# Do yo use a chamois? Can you add them to mountain bike shorts?



## jbourne84 (Apr 8, 2010)

I'm considering getting mountain bike specific shorts and a chamois seems to be the thing that makes them bike specific.

But I was looking at the race face ambush, thinking I liked them but they dont say anything about a having a chamois, do you have to buy them seperate or do some shorts just not have that?

I've seen others like this which makes me wonder how worth having a chamois really is, if mountain bike companies are selling mountain bike shorts without them, you know?

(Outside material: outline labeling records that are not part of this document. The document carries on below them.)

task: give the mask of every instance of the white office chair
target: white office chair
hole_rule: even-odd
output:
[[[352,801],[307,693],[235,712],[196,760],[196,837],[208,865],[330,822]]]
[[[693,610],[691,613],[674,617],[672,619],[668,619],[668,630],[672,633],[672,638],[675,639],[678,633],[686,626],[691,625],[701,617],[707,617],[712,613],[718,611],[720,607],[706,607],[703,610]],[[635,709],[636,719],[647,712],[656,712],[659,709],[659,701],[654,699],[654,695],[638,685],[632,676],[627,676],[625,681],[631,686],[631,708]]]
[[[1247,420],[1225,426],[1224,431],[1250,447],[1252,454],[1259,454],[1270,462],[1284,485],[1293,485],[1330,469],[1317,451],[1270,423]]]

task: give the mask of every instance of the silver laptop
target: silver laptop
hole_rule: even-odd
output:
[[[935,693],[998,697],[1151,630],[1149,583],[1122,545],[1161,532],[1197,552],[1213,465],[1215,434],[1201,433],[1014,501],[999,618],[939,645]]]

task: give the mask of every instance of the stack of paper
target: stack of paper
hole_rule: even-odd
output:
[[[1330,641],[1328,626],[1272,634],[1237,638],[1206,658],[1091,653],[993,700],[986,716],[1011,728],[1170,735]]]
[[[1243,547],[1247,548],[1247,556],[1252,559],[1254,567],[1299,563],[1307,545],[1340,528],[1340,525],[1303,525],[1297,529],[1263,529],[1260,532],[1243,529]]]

Also, I like the mountain bike baggies because they are still sort of casual and I wont feel too strange going into stores or bars with them. Does having a chamois change their general walk-around comfort a lot?


----------



## borabora (Feb 16, 2011)

If you go for longer rides then a chamois can make a big difference in comfort. On the other hand everyone is different. Some people are able to do 6 hour rides wearing gym shorts while others wouldn't ever think of getting on the bike without padded shorts.

You get used to wearing shorts with a chamois. It's no big deal.

Some mountain biking shorts have a removable chamois, some have a non-removable chamois and some have no chamois at all. The most expensive ones do tend to have them. Many riders, including myself, choose to wear padded road bike (lycra) shorts and mountain bike baggies (or any other type of long shorts) without a chamois on top. The chamois in road bike shorts tend to be of a better quality and in the end the combination is usually cheaper. Also, chamois wear out and if you wear lycra road shorts with baggies on top then you can just replace the lycra shorts ever so often.

Remember that you wear the chamois liner of mb shorts or chamois padded road shorts without underwear. And naturally you want to wash them after every use.


----------



## fsrxc (Jan 31, 2004)

jbourne84 said:


> I'm considering getting mountain bike specific shorts and a chamois seems to be the thing that makes them bike specific.
> 
> But I was looking at the race face ambush, thinking I liked them but they dont say anything about a having a chamois, do you have to buy them seperate or do some shorts just not have that?
> 
> ...


Most DH shorts don't come with a liner, but most trail-oriented MTB baggy shorts have a padded liner, here's an example:
\Fox Ranger Short 2015 | detachable Pro Form chamois liner
but you can buy liners separately if your shorts don't have one.


----------



## Lithified (Apr 14, 2007)

After riding all sorts of 'disciplines' from BMX to XC to DH to road for the last 10 years, my general outlook is buy good road shorts. Then buy MTB baggy shorts without liners. It's more expensive, yes. But it's more versatile and you can get exactly what you want. For DH days I wear my baggies. For XC days, I wear the same baggies, WITH a chamois. For BMX or dirt jumps or super short trail rips, I wear the baggies alone. For road or CX days, I wear the road shorts alone.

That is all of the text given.